According to analysts surveyed by Bloomberg, key rates will be left unchanged at 2%. The central bank has also pledged to keep policy accommodative for ”as long as necessary.”
The Philippines economy fell back into contraction in the second quarter and is expected to decelerate as Delta wrecks havoc in Southeast Asia. Earlier, the Philippine government forecasted a full-year growth of 6%-7%, a number it might not reach.
Meanwhile, late on Wednesday (Aug 11), Bernama reported that the Central Bank of Malaysia has released the revised Reference Rate Framework, under which the Standardised Base Rate will replace the Base Rate (BR) as the reference rate for new retail floating-rate loans starting from August 1, 2022.
Changes to the Standardised Base Rate will only occur following changes in the overnight policy rate (OPR), which is determined by the central bank’s monetary policy committee, it added.

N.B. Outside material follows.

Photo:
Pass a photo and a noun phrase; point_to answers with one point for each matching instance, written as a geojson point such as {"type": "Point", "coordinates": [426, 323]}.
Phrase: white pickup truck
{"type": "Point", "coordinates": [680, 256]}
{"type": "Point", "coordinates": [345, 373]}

The central bank’s Governor also assured that consumers will find it easier to understand changes in their loan repayments as the OPR will be the only driver of the Standardised Base Rate.
The central bank added that the shift towards the Standardised Base Rate following the revision in the Reference Rate Framework does not represent a change in the monetary policy stance of the bank’s monetary policy committee.
Other components of loan pricing such as borrower’s credit risk, liquidity risk premium, operating costs, profit margin, and other costs will continue to be reflected in the spread above the Standardised Base Rate, said the central bank.
It was also mentioned that the shift towards the Standardised Base Rate will have no impact on the effective lending rates of existing retail loans, which will continue to be referenced against the Base Rate (BR) and Base Lending Rate (BLR).